I was at the SBC in Atlanta in 99 when Patterson challenged churches to focus on the cities. Now I am in the city -- our church facilities are across the street from this year's SBC meeting site. And daily I am challenged by the task of urban ministry. It is hard. If it wasn't for Ray Bakke's books I don't know what I would do. But I wouldn't trade it for the suburbs again! God deliver us from Suburbamania.

Now, for those of you attending the SBC this year, you will stay down on the "good end" of High Point Rd. and drive through "the bad part" to get to the meeting site. And as you go, you will see all kinds of sites. Count the number of international restaurants and shops you pass. Count the homeless. Count the suspicious looking people. Count the people who approach you for a handout at the gas station, the restaurant, the stoplights. But God forbid, don't turn up your nose to them. Apart from grace any and every one of us would be right there, and if we all got what we deserved in life, most of us wouldn't have it that good.

Don't turn up your sanctified noses, and turn a blind eye to my city. Don't count the seconds until you can return to your safe and happy Suburbia.
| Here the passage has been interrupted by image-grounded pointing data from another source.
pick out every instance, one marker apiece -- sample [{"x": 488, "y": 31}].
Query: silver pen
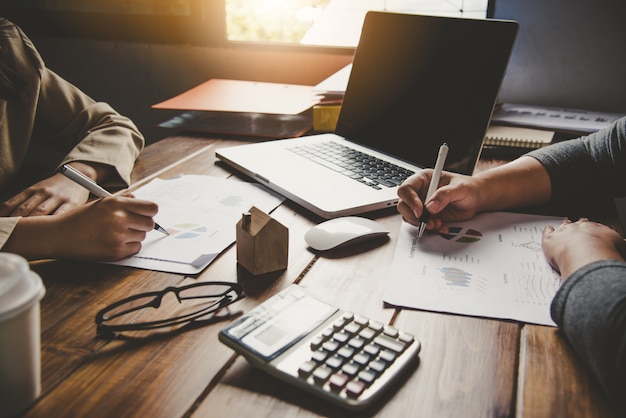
[
  {"x": 432, "y": 188},
  {"x": 78, "y": 177}
]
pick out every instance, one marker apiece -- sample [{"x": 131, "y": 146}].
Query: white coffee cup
[{"x": 20, "y": 356}]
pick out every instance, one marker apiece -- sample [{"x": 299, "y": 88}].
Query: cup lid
[{"x": 20, "y": 287}]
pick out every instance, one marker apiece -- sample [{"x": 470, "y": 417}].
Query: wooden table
[{"x": 470, "y": 367}]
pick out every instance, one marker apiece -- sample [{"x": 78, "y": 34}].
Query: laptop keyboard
[{"x": 357, "y": 165}]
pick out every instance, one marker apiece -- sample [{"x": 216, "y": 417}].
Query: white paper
[
  {"x": 491, "y": 266},
  {"x": 200, "y": 213}
]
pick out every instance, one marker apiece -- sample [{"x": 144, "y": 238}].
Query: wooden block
[{"x": 262, "y": 243}]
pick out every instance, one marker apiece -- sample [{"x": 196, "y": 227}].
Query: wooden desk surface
[{"x": 469, "y": 367}]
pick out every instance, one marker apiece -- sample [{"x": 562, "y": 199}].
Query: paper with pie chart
[
  {"x": 490, "y": 266},
  {"x": 200, "y": 214}
]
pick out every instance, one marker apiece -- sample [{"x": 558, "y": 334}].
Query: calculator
[{"x": 338, "y": 355}]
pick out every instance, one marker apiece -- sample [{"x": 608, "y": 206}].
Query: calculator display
[{"x": 277, "y": 324}]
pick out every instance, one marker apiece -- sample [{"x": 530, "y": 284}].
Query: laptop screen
[{"x": 419, "y": 81}]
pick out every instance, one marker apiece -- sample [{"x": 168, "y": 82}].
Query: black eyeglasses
[{"x": 194, "y": 304}]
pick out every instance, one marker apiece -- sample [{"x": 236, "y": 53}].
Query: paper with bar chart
[
  {"x": 200, "y": 213},
  {"x": 490, "y": 266}
]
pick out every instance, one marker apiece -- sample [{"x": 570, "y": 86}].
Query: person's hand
[
  {"x": 56, "y": 194},
  {"x": 456, "y": 198},
  {"x": 108, "y": 229},
  {"x": 104, "y": 230},
  {"x": 575, "y": 244}
]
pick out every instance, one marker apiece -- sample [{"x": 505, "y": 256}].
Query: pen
[
  {"x": 434, "y": 184},
  {"x": 78, "y": 177}
]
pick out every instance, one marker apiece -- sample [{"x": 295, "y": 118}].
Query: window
[
  {"x": 326, "y": 22},
  {"x": 334, "y": 23}
]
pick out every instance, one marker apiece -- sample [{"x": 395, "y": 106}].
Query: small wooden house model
[{"x": 262, "y": 243}]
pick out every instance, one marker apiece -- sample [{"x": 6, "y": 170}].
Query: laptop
[{"x": 416, "y": 82}]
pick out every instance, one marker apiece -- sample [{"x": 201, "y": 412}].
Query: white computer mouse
[{"x": 343, "y": 231}]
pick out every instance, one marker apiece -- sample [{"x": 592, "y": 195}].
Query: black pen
[
  {"x": 434, "y": 184},
  {"x": 78, "y": 177}
]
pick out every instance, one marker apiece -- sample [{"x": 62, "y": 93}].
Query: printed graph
[
  {"x": 456, "y": 278},
  {"x": 460, "y": 234},
  {"x": 188, "y": 231}
]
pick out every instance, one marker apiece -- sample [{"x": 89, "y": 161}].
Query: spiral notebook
[{"x": 513, "y": 136}]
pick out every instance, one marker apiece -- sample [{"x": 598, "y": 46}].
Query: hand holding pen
[
  {"x": 78, "y": 177},
  {"x": 434, "y": 184}
]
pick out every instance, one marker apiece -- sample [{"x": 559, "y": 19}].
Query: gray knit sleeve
[
  {"x": 590, "y": 309},
  {"x": 587, "y": 168}
]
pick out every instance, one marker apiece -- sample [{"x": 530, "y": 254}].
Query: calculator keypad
[{"x": 351, "y": 354}]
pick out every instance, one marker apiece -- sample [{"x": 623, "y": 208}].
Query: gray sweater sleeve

Because this is my Jerusalem -- maybe it is your Samaria (it sometimes resembles the Ends of the Earth). But it is full of people who need Jesus. Why can't we reach them? Because Evangelicals have hunkered in our suburban bunkers and we don't want to get our hands dirty in the city.
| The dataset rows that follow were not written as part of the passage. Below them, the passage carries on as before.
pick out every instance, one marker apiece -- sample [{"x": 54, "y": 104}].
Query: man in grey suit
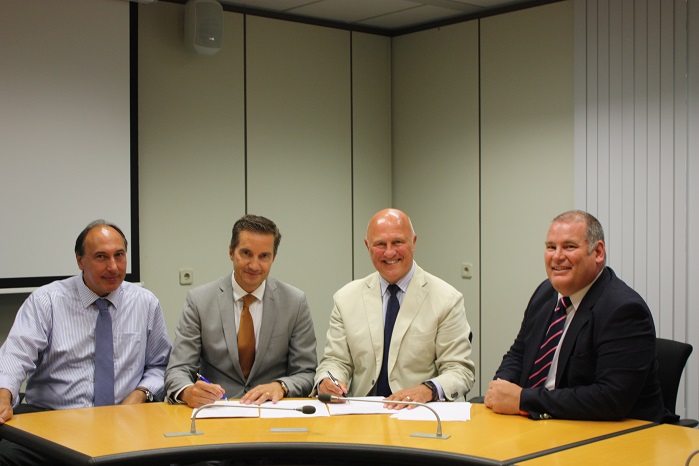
[
  {"x": 210, "y": 339},
  {"x": 425, "y": 357}
]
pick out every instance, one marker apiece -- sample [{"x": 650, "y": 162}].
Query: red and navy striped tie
[{"x": 544, "y": 357}]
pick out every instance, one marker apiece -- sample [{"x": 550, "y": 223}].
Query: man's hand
[
  {"x": 503, "y": 397},
  {"x": 264, "y": 392},
  {"x": 201, "y": 393},
  {"x": 134, "y": 398},
  {"x": 5, "y": 405},
  {"x": 419, "y": 393},
  {"x": 327, "y": 386}
]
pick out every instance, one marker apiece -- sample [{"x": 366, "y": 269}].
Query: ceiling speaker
[{"x": 203, "y": 26}]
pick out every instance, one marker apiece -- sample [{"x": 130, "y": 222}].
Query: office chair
[{"x": 672, "y": 357}]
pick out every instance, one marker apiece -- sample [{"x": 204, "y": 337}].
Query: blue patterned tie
[
  {"x": 544, "y": 357},
  {"x": 382, "y": 386},
  {"x": 104, "y": 356}
]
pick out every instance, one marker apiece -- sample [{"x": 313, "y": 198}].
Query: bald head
[{"x": 390, "y": 239}]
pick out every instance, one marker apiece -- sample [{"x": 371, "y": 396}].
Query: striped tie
[
  {"x": 544, "y": 357},
  {"x": 104, "y": 356}
]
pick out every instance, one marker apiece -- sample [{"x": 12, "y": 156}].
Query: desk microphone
[
  {"x": 307, "y": 409},
  {"x": 327, "y": 398}
]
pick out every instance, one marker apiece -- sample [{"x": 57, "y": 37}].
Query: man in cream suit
[
  {"x": 282, "y": 352},
  {"x": 429, "y": 350}
]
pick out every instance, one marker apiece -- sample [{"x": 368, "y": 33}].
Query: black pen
[
  {"x": 337, "y": 384},
  {"x": 203, "y": 379}
]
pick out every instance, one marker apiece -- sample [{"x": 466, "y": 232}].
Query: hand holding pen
[
  {"x": 335, "y": 382},
  {"x": 203, "y": 379}
]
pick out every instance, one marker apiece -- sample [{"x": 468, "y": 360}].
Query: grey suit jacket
[
  {"x": 429, "y": 340},
  {"x": 206, "y": 341}
]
It is said of Southern Baptists that they went to Las Vegas with the Ten Commandments in one pocket and a Ten Dollar Bill in the other, and they left without breaking either one (God, I wish that were true). My concern this year is that people will come to Greensboro with the Great Commission in one pocket and the Great Commandments in the other, and will leave without using either one.

Anyone interested in special urban evangelistic activity surrounding the SBC, contact me by email: russibc@yahoo.com

Russ Reaves said...

On Dooley --

Ah, this comment deserves its own page. New post coming.